Here a violin plot compares the various operations. “Authorize” and “Sale” take around 2 seconds and the other operations are in the subsecond range (except for “Void” - its shape is indicative of a small number of operations - the clients who used “Void” switched to “Void_or_Refund” once it was available). These operations - “Capture,” “Credit,” “Refund” and “Void_or_Refund” - all require a referenced transaction. One conclusion suggested by this chart is that Yapstone is able to process follow-on operations quickly and predictably.

Daily Yapstone

Source Code:

ggplot(ht_mid[ht_mid$gatewaySelectorCode=="YAPSTONE",], aes(y=gw, x=requestReceived, colour=requestType))
	+theme_bw()+geom_point(size=0.5)
	+ scale_colour_brewer(type="qual")
	+ guides(colour = guide_legend(override.aes = list(size=3)))
	+theme(axis.text.x=element_text(angle=-45))

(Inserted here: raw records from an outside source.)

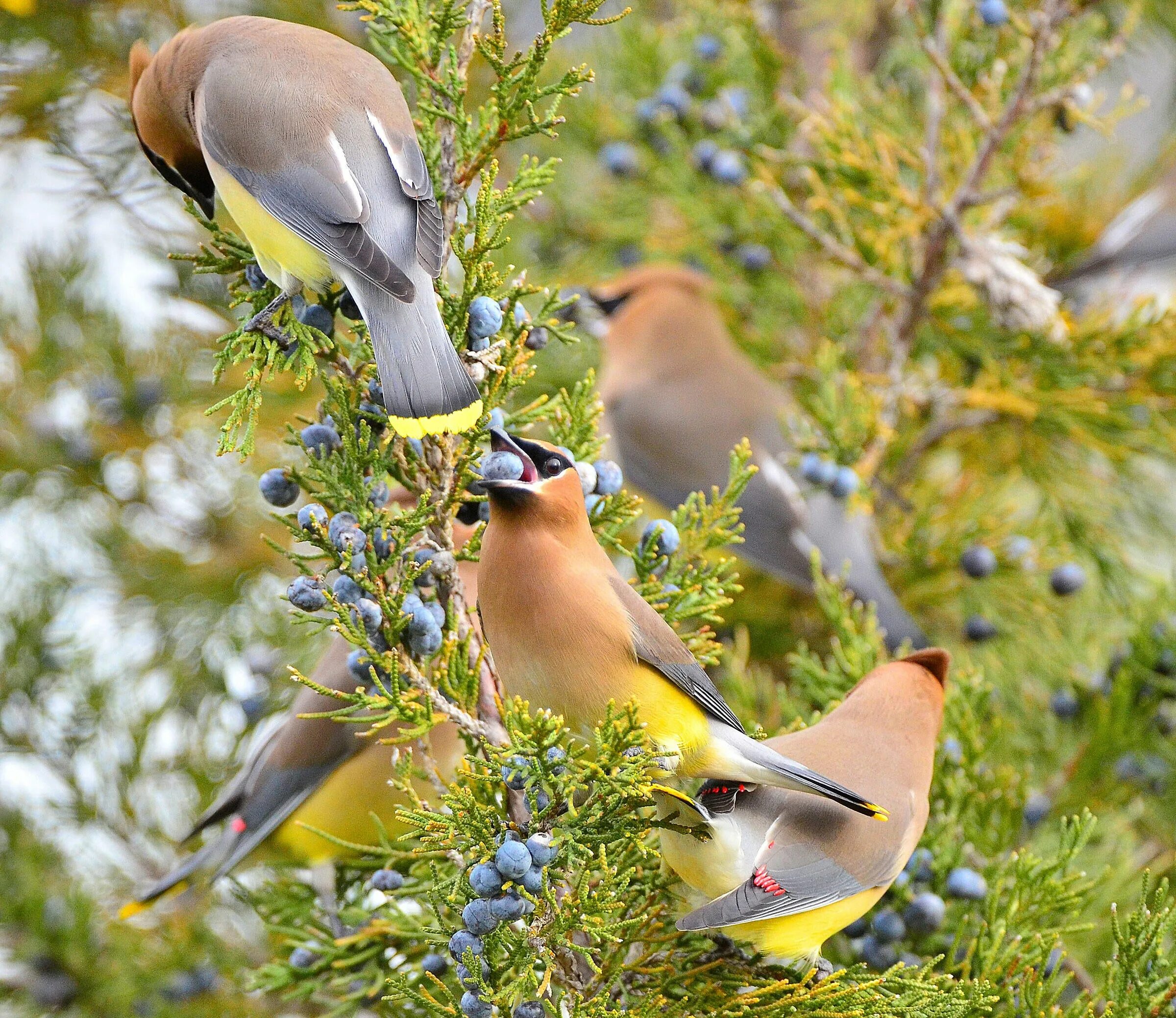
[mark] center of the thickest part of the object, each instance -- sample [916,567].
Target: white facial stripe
[378,127]
[350,180]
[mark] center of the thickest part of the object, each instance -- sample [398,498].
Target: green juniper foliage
[907,210]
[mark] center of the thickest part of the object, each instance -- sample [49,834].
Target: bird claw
[667,765]
[264,323]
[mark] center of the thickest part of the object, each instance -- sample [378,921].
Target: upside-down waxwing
[679,397]
[788,871]
[305,771]
[311,146]
[571,635]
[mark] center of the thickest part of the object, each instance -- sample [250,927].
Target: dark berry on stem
[307,594]
[1068,579]
[312,514]
[387,881]
[318,317]
[278,488]
[320,441]
[978,562]
[925,914]
[513,861]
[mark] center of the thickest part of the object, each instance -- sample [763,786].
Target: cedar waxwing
[311,146]
[571,635]
[1134,260]
[792,870]
[311,771]
[679,397]
[315,772]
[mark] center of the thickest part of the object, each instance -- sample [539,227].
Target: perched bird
[311,146]
[311,771]
[571,635]
[788,871]
[679,397]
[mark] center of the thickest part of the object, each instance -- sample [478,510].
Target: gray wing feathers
[772,894]
[430,237]
[658,646]
[269,806]
[264,808]
[695,683]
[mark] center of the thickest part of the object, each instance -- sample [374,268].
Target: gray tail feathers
[420,371]
[797,776]
[204,858]
[900,628]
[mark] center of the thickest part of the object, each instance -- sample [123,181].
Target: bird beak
[501,442]
[591,312]
[609,306]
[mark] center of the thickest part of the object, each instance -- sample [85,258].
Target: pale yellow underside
[289,260]
[801,936]
[285,257]
[342,808]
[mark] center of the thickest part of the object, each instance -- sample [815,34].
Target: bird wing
[795,870]
[291,762]
[658,646]
[1140,235]
[313,174]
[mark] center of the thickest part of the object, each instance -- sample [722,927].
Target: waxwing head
[550,488]
[163,107]
[628,291]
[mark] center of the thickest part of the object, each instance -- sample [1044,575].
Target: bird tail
[204,858]
[426,388]
[739,757]
[900,628]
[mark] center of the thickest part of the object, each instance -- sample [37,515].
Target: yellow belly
[677,725]
[344,803]
[285,257]
[801,936]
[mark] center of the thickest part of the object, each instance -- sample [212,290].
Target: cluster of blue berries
[516,864]
[518,773]
[980,562]
[878,940]
[841,480]
[598,479]
[677,101]
[993,12]
[426,618]
[486,318]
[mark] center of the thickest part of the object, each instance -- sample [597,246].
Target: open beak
[501,442]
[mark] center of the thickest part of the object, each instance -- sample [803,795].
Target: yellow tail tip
[439,424]
[133,909]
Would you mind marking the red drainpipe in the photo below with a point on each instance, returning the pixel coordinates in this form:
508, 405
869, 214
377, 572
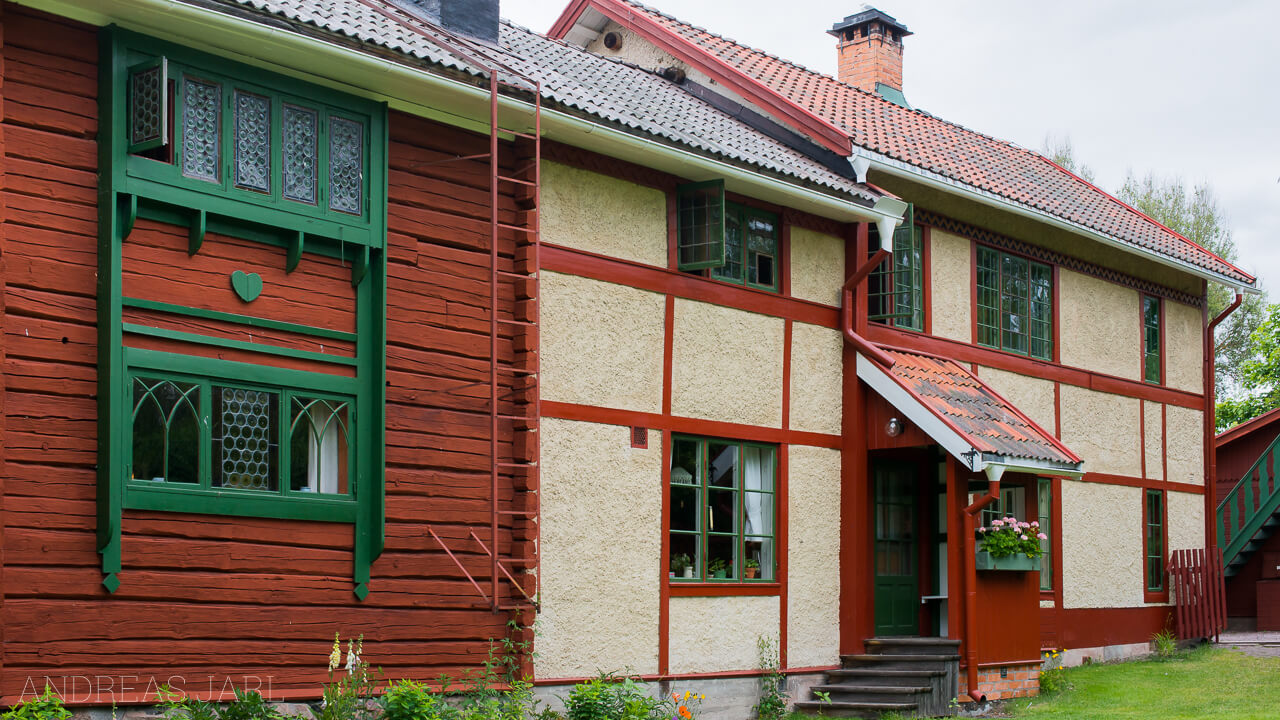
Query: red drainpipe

Visualizing the Yapstone operations as a dot-plot over time shows the above. The bimodal nature again stands out strongly with most “Sale” operations taking more than 1.5 seconds and most “Credit” operations taking less than 1 second. However, this chart also reveals a line of blue near the bottom. We can plot successful sales and unsuccessful ones side-by-side with a violin plot and see the following.

Yapstone Sales

Source Code:

ggplot(ht_mid[ht_mid$gatewaySelectorCode=="YAPSTONE"&ht_mid$requestType=="SALE",], aes(y=gw, x=requestType))
	+theme_bw() + geom_violin(trim=T, aes(fill=success)) 
	+ ggtitle("Time Taken by Yapstone Sale") + labs(y="seconds", x="Gateway") 
	+theme(axis.text.x=element_text(angle=-45)) 
	+ scale_fill_brewer(type="qual", palette="Dark2") + ylim(0,5)

Yapstone is able to quickly fail certain “Sale” attempts, but others take about the same amount of time as the successful ones. The theory is that Yapstone fails some sales quickly, but needs to reach out to the payment processors for the bulk. It is simple enough to create this visualization for all the gateways:

Yapstone Sale Disposition

Source Code:

ggplot(ht_mid[ht_mid$requestType=="SALE",], aes(y=gw, x=requestType))
	+theme_bw() + geom_violin(trim=T, aes(fill=success)) 
	+ ggtitle("Gateway Sale Operations by Disposition") 
	+ labs(y="seconds", x="Gateway") 
	+theme(axis.text.x=element_text(angle=-45)) 
	+ scale_fill_brewer(type="qual", palette="Dark2") 
	+ ylim(0,5)+facet_grid(gatewaySelectorCode~.)

All the gateways are able to fail-fast in certain instances.

These visualizations and data transformations are very easy to perform using the R environment. The hardest part was getting the data into a format that R can work with.